Podría parecer que las pinturas, acuarelas y grabados de Hokusai se quedaron en un plano local únicamente circunscrito a su país de origen. Sin embargo y curiosamente, la estética de su obra influyó mucho a finales del siglo XIX, una vez que él ya había muerto, entre los pintores impresionistas y postimpresionistas franceses.

Además es muy curioso descubrir el modo como su arte llegó tan lejos. El hecho es que tras siglos de aislamiento, en las últimas décadas del XIX, Japón comenzó a entablar relaciones comerciales tanto con Europa como con América. Algunos de los productos que llegaban desde el Lejano Oriente, en ocasiones iban envueltos en estampas japonesas que eran obras de Hokusai u otros artistas nipones.

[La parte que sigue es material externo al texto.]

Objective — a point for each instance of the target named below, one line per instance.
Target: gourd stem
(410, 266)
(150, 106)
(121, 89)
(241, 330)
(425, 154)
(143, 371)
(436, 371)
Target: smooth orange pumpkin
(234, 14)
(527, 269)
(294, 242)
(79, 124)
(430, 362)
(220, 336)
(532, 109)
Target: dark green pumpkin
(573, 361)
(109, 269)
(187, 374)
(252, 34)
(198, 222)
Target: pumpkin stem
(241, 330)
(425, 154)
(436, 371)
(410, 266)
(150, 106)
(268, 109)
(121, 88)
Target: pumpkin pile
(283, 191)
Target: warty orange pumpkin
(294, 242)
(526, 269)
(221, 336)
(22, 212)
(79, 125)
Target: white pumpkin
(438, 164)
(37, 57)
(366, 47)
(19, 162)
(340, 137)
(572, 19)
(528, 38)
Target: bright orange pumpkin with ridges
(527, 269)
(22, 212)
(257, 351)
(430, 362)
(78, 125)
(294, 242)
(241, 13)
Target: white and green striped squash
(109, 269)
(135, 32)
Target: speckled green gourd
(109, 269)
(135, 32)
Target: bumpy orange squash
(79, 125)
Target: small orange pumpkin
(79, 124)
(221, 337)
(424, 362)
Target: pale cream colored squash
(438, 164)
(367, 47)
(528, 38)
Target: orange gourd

Estas imágenes les llegaron fascinar a creadores europeos como Edouard Manet, quién por ejemplo en su obra Retrato de Emile Zola no duda en ubicar una reproducción de este tipo de estampas para convertirlo en un referente de su obra. O por ejemplo, también influyeron en el postimpresionismo, en el propio Paul Cezanne, quién realizó con múltiples vistas de la Montaña de Sainte Victoire, algo parecido a lo que hizo con el Monte Fuji Hokusai.

Y es que estos innovadores pintores franceses descubrieron en las estampas japonesas un arte que procedía de una tradición bien diferente a la europea, y por lo tanto no tenía las normas académicas contra las que tanto lucharon. Es decir, ese tipo de vistas de paisaje les proporcionaban ideas para encuadres insólitos o detalles espontáneos que es lo que buscaban pintar ellos.